Paramètre de variation : La variable selon laquelle le signal évolue, généralement le temps ou l’espace, mais pouvant aussi être une autre variable. Le signal est souvent considéré comme une fonction de ce paramètre.
Chaîne de mesure : L’ensemble comprenant le capteur et éventuellement des traitements (ex. débruitage) permettant de transmettre le signal de la source au récepteur. Elle assure la capture et la transmission de l’information.
Bruit : Les perturbations inhérentes à la mesure ou à l’expérience, qui altèrent le signal observé par rapport au signal réel. Il peut provenir de la précision limitée du capteur ou de l’environnement.
Modèle As(t) + b(t) : Représentation approximative du signal observé, où A est une amplification du signal réel s, et b(t) désigne le bruit ou perturbations. Ce modèle simplifie la compréhension du signal perturbé, même s’il n’est pas toujours exact.
Un signal est la manifestation physique d’un phénomène mesurable, exprimée par des grandeurs qui varient selon un ou plusieurs paramètres (temps, espace, etc.). Lors de l’acquisition, le signal est soumis à des perturbations naturelles ou expérimentales, comme le bruit, qui rendent l’observation différente du signal réel. En pratique, le signal observé est souvent modélisé par une version amplifiée et perturbée du signal d’origine, par exemple As(t) + b(t). Le traitement du signal vise à transformer ce signal observé pour en extraire des informations utiles, permettant ainsi de comprendre ou d’analyser le phénomène sous-jacent.
Le signal est une grandeur physique porteuse d’information, souvent altérée par des perturbations, ce qui nécessite un traitement pour en révéler la signification.
Fonction de signal : La représentation d’un signal comme une fonction dépendant d’un ou plusieurs paramètres (temps, espace, etc.), où chaque paramètre associe une valeur (scalaires ou vectorielles). AUTEUR (date) : définition implicite dans le texte.
Axe des valeurs : La dimension dans laquelle les valeurs du signal sont exprimées, pouvant être scalaires (nombres entiers ou réels) ou vectorielles (ensembles de nombres).
Axe de séquencement : La dimension qui ordonne les mesures du signal, pouvant être le temps, l’espace ou toute autre grandeur.
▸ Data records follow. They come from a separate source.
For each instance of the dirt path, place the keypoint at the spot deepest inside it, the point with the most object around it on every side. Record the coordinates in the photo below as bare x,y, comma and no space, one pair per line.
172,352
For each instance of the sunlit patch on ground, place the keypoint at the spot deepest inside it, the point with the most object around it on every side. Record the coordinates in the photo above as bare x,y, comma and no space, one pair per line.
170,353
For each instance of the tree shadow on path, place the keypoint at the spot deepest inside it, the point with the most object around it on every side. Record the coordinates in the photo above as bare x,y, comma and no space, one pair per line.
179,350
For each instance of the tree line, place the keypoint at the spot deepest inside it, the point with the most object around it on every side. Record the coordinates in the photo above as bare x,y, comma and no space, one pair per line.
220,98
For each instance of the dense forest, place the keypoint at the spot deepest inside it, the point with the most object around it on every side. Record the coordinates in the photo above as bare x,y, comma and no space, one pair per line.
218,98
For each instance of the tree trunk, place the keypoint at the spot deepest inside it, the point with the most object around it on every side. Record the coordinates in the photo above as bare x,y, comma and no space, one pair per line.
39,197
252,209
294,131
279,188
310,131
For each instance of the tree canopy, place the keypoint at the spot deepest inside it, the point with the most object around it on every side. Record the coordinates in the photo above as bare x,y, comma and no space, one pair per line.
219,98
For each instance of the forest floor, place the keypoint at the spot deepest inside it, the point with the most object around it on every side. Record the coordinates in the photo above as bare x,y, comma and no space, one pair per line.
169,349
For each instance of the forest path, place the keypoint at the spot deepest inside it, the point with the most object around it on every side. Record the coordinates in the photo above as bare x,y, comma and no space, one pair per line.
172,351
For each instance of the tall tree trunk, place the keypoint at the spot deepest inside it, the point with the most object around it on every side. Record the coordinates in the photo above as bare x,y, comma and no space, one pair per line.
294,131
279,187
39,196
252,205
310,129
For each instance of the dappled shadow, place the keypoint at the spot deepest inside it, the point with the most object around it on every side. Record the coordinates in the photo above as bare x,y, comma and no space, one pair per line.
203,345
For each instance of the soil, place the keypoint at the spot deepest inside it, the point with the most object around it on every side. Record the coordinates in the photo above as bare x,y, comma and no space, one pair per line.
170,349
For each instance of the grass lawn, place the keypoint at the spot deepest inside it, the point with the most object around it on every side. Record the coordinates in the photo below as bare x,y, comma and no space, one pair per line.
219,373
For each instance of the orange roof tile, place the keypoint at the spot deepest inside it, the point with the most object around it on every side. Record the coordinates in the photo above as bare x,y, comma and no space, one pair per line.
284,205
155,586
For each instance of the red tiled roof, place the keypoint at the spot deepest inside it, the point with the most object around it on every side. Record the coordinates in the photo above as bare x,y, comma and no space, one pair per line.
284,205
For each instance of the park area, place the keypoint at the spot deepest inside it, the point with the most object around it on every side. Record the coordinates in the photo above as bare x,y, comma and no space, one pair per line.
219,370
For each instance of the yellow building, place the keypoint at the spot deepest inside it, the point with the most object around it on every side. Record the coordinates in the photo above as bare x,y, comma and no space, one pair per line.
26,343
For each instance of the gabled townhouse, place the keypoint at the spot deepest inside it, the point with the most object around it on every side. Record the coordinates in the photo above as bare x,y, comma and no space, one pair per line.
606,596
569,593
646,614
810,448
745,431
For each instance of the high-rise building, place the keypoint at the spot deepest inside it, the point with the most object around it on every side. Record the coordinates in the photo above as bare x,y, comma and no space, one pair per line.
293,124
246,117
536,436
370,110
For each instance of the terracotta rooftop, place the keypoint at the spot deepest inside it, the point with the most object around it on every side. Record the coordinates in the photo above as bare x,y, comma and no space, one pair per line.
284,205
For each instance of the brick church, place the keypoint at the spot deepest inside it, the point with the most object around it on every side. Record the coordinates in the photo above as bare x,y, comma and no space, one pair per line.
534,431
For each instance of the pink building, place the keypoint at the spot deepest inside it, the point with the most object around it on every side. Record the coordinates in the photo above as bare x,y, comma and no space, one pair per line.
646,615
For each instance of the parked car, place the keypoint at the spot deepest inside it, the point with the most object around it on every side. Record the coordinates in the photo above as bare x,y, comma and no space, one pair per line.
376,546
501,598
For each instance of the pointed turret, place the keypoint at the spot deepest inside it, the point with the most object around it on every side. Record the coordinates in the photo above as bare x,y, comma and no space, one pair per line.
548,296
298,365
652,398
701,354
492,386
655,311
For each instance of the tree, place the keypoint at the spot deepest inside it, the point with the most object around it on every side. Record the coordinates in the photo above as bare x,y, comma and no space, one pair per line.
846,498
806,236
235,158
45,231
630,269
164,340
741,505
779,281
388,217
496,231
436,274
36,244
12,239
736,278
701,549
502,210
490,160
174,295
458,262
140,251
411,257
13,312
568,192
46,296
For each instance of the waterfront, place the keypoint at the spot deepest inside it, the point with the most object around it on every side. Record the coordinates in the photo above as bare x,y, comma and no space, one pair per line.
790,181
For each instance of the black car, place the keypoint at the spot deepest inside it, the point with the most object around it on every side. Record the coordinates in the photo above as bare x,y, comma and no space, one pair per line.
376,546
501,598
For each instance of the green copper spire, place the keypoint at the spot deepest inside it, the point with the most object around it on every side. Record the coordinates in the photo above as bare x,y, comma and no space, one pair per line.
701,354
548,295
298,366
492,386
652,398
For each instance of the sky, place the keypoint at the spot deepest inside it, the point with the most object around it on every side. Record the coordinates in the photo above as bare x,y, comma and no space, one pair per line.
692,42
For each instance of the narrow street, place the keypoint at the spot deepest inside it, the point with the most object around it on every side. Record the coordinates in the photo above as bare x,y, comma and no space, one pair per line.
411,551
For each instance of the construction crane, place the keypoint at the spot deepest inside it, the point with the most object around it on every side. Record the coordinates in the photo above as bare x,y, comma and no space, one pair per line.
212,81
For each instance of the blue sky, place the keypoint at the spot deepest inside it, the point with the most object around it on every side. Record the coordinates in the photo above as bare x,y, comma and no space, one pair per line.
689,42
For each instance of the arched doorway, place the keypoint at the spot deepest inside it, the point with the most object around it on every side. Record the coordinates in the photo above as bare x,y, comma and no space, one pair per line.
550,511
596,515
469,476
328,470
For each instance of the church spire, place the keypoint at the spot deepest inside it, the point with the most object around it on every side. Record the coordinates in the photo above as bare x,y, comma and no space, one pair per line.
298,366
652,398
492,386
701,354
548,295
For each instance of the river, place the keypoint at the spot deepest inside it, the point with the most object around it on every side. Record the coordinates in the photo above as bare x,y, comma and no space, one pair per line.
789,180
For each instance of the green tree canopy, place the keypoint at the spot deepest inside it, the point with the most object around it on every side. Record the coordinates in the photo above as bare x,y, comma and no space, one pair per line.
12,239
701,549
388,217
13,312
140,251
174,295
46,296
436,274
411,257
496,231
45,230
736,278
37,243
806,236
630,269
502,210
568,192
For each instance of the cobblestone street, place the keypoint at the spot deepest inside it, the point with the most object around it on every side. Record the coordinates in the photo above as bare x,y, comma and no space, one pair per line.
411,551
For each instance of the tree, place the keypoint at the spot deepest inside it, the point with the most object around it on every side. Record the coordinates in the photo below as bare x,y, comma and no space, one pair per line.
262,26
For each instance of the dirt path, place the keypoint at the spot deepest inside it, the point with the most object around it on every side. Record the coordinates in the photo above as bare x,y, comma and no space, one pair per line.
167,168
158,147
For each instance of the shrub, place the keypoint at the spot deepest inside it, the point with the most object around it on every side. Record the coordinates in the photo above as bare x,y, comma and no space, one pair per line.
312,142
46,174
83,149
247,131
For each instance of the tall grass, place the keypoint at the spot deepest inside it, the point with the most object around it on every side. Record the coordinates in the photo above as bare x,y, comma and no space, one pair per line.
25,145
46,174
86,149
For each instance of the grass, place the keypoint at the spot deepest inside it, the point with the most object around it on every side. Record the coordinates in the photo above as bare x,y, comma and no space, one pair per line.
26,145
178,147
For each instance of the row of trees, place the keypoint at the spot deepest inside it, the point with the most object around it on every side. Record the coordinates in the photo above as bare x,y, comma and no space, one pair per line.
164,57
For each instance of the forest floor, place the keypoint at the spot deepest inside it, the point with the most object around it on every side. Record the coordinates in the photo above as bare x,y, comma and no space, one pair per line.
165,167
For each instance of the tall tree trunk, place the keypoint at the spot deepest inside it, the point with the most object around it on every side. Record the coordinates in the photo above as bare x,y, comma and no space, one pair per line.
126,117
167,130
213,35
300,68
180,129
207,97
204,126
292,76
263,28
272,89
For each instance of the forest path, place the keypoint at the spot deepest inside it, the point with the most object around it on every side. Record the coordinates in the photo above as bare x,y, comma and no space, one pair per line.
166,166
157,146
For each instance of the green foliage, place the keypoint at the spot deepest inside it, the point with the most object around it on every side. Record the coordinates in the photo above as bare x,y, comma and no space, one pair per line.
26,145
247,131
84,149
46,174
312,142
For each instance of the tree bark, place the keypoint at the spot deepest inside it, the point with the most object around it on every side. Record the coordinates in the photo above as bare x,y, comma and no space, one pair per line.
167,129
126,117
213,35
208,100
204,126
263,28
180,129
Il sert à structurer la progression ou la localisation des valeurs.
Support du signal : L’espace de définition de la fonction du signal, qui peut être continu (support infini ou fini) ou discret (ensemble de points séparés).
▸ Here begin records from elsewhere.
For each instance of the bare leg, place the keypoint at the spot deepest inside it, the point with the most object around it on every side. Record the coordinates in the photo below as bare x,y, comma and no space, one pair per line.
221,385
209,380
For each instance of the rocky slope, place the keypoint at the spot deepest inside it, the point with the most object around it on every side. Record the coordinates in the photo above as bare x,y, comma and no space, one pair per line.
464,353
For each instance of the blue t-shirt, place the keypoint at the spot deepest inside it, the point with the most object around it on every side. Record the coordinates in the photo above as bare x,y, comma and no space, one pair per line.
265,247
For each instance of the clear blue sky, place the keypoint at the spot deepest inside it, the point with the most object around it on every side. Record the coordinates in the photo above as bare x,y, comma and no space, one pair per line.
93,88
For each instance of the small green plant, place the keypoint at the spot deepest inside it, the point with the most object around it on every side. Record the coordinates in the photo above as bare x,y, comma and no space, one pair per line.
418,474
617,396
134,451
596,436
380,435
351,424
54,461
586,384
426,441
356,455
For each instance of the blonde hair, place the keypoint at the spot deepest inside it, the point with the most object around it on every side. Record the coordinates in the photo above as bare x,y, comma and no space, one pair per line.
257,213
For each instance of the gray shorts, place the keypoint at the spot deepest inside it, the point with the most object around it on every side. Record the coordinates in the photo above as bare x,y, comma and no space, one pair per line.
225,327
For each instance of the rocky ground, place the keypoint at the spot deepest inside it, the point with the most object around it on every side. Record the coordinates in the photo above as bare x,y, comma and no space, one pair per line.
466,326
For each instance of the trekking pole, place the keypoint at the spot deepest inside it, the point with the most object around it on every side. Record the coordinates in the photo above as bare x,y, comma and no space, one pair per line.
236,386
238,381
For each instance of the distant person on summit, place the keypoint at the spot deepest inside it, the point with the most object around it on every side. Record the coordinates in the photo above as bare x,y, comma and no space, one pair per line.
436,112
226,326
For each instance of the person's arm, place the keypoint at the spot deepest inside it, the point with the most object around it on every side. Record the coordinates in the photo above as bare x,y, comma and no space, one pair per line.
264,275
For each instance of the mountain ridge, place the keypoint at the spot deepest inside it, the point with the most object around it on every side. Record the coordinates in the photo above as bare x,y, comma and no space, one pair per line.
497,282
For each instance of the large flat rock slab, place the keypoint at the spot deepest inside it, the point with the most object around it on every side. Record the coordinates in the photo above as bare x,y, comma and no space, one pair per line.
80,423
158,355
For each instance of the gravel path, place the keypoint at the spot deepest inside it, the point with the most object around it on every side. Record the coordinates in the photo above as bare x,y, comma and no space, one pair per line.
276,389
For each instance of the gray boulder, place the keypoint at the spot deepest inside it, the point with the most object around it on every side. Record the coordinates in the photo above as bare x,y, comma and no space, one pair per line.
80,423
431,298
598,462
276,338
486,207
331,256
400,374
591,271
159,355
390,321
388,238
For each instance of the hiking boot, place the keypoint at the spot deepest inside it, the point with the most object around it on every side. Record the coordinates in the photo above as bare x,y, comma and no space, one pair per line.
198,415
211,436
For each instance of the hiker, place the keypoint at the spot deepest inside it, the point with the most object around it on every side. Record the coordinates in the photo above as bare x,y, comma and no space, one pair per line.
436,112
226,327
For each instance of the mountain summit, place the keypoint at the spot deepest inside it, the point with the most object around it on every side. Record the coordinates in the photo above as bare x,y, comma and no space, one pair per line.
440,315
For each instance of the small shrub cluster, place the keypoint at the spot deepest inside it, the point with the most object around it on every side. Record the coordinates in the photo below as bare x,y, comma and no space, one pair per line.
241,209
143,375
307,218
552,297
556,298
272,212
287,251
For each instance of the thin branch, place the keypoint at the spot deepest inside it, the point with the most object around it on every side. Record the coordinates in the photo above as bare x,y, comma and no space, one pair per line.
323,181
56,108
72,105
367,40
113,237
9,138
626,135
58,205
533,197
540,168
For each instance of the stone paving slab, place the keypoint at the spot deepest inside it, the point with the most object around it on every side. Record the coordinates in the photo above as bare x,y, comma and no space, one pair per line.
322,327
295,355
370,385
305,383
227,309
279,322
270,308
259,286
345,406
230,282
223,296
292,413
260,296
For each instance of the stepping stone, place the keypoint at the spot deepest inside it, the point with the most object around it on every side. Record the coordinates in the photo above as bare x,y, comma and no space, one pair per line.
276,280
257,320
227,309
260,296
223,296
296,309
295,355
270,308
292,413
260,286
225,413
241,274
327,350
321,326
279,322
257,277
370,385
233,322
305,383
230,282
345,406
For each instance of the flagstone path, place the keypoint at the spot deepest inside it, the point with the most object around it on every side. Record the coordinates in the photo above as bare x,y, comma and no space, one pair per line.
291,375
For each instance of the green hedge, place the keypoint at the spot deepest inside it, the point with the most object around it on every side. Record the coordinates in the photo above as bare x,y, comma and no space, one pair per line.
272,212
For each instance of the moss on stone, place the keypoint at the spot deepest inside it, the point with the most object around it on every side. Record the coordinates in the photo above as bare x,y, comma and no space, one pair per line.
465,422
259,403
Signal scalaire : Un signal dont les valeurs associées à chaque paramètre sont des nombres réels ou entiers, une seule valeur à chaque instant ou position.
Signal vectoriel : Un signal dont les valeurs sont des vecteurs, c’est-à-dire un ensemble de nombres réels ou entiers, représentant plusieurs composantes simultanément.
Un signal peut être représenté comme une fonction dépendant d’un ou plusieurs paramètres, tels que le temps ou l’espace. La représentation repose sur deux axes : l’axe des valeurs, qui peut être scalaire ou vectoriel, et l’axe de séquencement, qui peut également être le temps, l’espace ou une autre grandeur. Par exemple, une tension en fonction de la résistance R peut s’écrire comme une fonction de R, avec des valeurs scalaires (tension) dépendant d’un paramètre R.
Les propriétés mathématiques du signal, telles que la continuité, la dérivabilité, ou la nature du support (fini ou infini), sont fondamentales pour son analyse. La représentation n’est pas limitée au temps ; t peut désigner toute autre grandeur selon le contexte.
Un signal analogique est défini sur un support continu, comme un intervalle réel, et peut être continu ou non continu, dérivable ou non. Son support peut théoriquement être infini, mais en pratique, il est toujours fini.
Un signal numérique est défini à des instants discrets, séparés par des intervalles, avec des valeurs discrètes. La représentation numérique implique une quantification du support et des valeurs, ce qui simplifie l’analyse mathématique mais limite la continuité. La mémoire d’un ordinateur étant finie, tout signal analogique doit être discretisé pour traitement numérique.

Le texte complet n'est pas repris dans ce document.